La tendance à la hausse sur les deux premiers mois de l’année est notamment tirée par les régions Grand Est (+ 10,3 %/2025), Hauts-de-France (+ 9,5 %) et Bourgogne-Franche-Comté (+ 8,5 %), en grande partie par effet de rattrapage : ces bassins avaient été fortement touchés par l’épizootie de FCO fin 2024, ce qui avait dégradé les chiffres de la collecte début 2025. Quant à l’Auvergne-Rhône-Alpes, ce sont les « très bons fourrages récoltés en 2025 et l’automne clément » qui ont fait grimper la collecte (+ 9,6 %).

Mais les indicateurs du mois d’avril viennent ternir cette embellie globale. « Un retournement s’amorce dans les bassins occidentaux », avec une collecte observée en repli début avril en Bretagne et dans les Pays de la Loire. En cause : les troubles de la fertilité et les décalages de vêlages causés par la FCO dans ces régions.

À cela s’ajoutent des contraintes climatiques : après un hiver humide qui a impacté la portance des sols et retardé la mise au pâturage, « un printemps sec se profile, menaçant déjà la qualité des prairies. Un retour de la pluie serait nécessaire pour préserver le potentiel fourrager », prévient l’Idele.

Le prix du lait continue de baisser

Le prix du lait poursuit de son côté sa trajectoire baissière. Il atteignait 449 €/1 000 l en février pour un lait standard à 38 g/l de TB et 32 g/l de TP, soit 37 € de moins qu’en février 2025, et une perte cumulée de 48 € depuis septembre 2025. Selon l’Observatoire de l’Éleveur laitier, ce repli se poursuivrait en mars (estimé à — 43 € sur un an) et en avril (- 47 € sur un an).

Sur le front des charges, les aliments achetés et l’énergie ont respectivement baissé de 7,5 % et 5,9 % entre février 2025 et février 2026, tandis que les engrais sont repartis à la hausse (+ 7,5 %). L’indice Ipampa lait de vache (qui représente un peu plus de la moitié des coûts de production) de février a en tout diminué de 1,7 % sur un an et augmenté de 0,5 % sur un mois. L’indice de mars, pas encore publié, devrait être particulièrement impacté par la flambée des cours de l’énergie et des engrais observée depuis le début de la guerre au Moyen-Orient.

Entre prix du lait en recul et charges plutôt orientées à la hausse, la marge Milc, qui mesure l’écart entre le produit de l’atelier et ses charges principales, a reculé en février pour le quatrième mois d’affilée en février, à 222 €/1 000 l (- 15 €/janvier). L’érosion sur un an reste contenue grâce à la bonne tenue des recettes issues des coproduits viande. D’autre part, les salaires, les travaux confiés à des tiers et les frais financiers, qui ne sont pas inclus dans le calcul, demeurent en hausse.
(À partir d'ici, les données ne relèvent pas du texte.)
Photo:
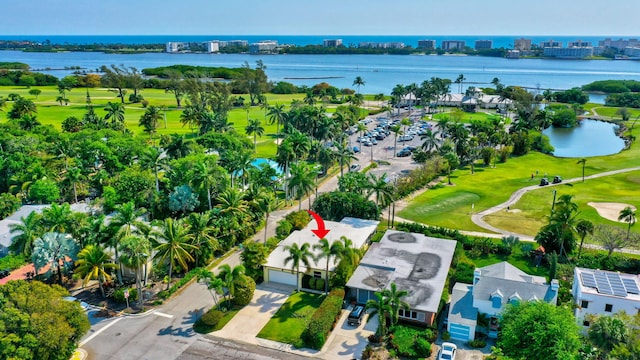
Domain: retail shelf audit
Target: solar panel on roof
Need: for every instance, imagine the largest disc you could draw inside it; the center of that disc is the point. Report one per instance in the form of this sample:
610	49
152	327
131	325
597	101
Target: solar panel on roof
631	286
616	284
603	283
588	280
Face à l’afflux de collecte en début d’année, les industriels ont continué d’orienter leurs fabrications vers les produits de commodités, « plus facilement stockables et exportables ». En février, les fabrications de beurre ont ainsi grimpé de 12 % et celles de poudre maigre de 9 % par rapport à février 2025.
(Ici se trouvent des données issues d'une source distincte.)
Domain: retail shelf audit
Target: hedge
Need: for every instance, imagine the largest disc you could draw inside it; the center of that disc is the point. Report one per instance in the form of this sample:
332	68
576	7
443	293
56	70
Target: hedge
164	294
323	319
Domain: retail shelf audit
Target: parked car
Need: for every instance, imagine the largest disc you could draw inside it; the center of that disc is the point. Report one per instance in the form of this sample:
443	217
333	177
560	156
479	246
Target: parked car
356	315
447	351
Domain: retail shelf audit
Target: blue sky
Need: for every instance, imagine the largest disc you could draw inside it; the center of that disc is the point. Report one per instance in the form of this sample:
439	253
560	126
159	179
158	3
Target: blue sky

En bio, l’écart de prix avec le conventionnel a doublé

Après trois années de repli (- 13 % entre 2022 et 2025), la collecte de lait bio s’est redressée depuis décembre 2025. En février, elle a progressé de 2,9 % sur un an, à 84,7 millions de litres. Ce rebond s’inscrit dans « un contexte de forte contraction du nombre de livreurs » : la filière a perdu 5,3 % de ses producteurs en un an, avec seulement 3 500 exploitations recensées.

Comme en conventionnel, la reprise repose donc sur les seuls gains de productivité des vaches, et reste exposée aux mêmes aléas printaniers — sécheresse, séquelles de la FCO — qui menacent la collecte dans les prochaines semaines.
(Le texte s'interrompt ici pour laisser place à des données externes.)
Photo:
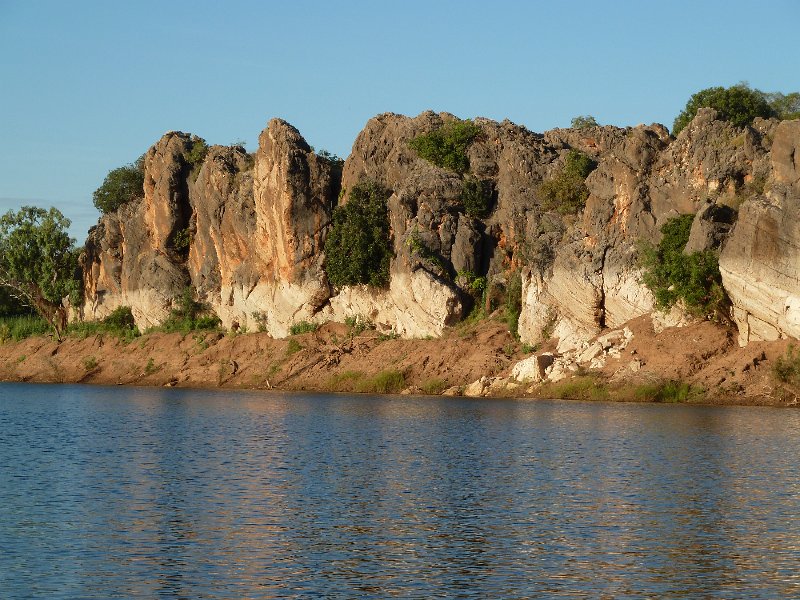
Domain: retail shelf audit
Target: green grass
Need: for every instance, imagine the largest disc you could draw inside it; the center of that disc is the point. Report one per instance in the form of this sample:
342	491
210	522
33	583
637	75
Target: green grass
786	369
19	327
344	381
433	387
581	387
293	347
668	391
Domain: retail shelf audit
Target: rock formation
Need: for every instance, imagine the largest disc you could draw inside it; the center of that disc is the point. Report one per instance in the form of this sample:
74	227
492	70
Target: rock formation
247	232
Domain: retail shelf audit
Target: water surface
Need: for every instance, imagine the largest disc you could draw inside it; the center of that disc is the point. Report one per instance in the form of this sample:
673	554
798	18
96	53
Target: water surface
164	493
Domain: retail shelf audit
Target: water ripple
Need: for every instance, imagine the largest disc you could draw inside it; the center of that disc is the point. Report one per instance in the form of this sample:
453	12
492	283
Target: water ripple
120	493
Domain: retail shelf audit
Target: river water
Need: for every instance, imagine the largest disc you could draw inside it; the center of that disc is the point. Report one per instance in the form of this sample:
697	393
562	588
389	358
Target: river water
164	493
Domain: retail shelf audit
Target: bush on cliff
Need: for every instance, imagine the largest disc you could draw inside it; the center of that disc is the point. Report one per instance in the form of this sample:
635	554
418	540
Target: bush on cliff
39	262
672	275
120	186
566	192
739	104
446	147
584	122
476	195
358	249
196	155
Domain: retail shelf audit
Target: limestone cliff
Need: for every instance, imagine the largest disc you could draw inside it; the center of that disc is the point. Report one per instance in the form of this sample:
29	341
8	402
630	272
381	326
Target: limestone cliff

En ce qui concerne les prix, ils ont grimpé de 20 € entre février 2025 et 2026, à 529 €/1 000 l pour un lait bio standard, et devraient se maintenir sur cette tendance haussière vu le regain de la consommation de produits laitiers bio et la collecte « structurellement tendue ».

L’écart entre le lait bio et le lait conventionnel, stabilisé autour de 50 €/1 000 l au cours des trois dernières années, a doublé pour atteindre 100 € en février. En Allemagne, ce différentiel approche les 270 €/t, un record.